David Cutcliffe, who was Peyton's offensive coordinator at Tennessee and Eli's head coach at Ole Miss, knows the brothers better than anyone outside the immediate family. "Here's the difference," he says. "I would walk into a stadium on a Friday with Peyton, and he would tell me all the great players who had played there. If I tried to talk to Eli about the same thing, he would look at me as if I was crazy." When Eli was young, the only reason he knew the schools in the SEC was because Peyton would hold him down and pound him on the chest until he could name them all.

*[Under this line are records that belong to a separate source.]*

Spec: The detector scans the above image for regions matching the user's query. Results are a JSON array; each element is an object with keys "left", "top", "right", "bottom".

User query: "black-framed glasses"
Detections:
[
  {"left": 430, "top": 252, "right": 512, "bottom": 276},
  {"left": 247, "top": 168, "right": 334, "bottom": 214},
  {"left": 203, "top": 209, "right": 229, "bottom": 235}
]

But Cutcliffe cautions NFL teams not to misread Eli. "He is every bit Peyton when it comes to game preparation," he says. "They both work as hard. They have great minds and a fast-twitch thinking ability that allows them to absorb things very quickly" Eli is passionate, just in a more quiet way. "I love everything about football," he says. "The games, the practices, the preparation, the smells, everything." Anyway, Eli always has developed more slowly than Peyton.
Unfortunately, neither son inherited Archie's rare mobility. "Archie had absolutely great feet," says Wolf. Archie's sons are elusive in the pocket but not particularly quick. Instead, they are classic drop-back passers at a moment when Vick-like movement is favored. That's one reason the buzz around Eli has not equaled the clamor that surrounded Peyton. Any criticism would nag Peyton. But Eli? "I can't change who I am," he says.
Imagine how difficult it could have been, growing up in New Orleans with Archie Manning as your father. He last played with the Saints in 1981, yet he remains by far the city's most revered sports figure. He still lives in the same classic manor home along splendid St. Charles Avenue. Still works in the city, too, in his own marketing and public relations business. He immersed himself in community affairs and befriended seemingly the entire population. He's instantly charming and warm; no one can remember anyone saying one bad thing about him. But when his sons leaped into football and then gravitated immediately to quarterback, it seemed like a formula for eventual rebellion--or for offspring so full of themselves to be obnoxious.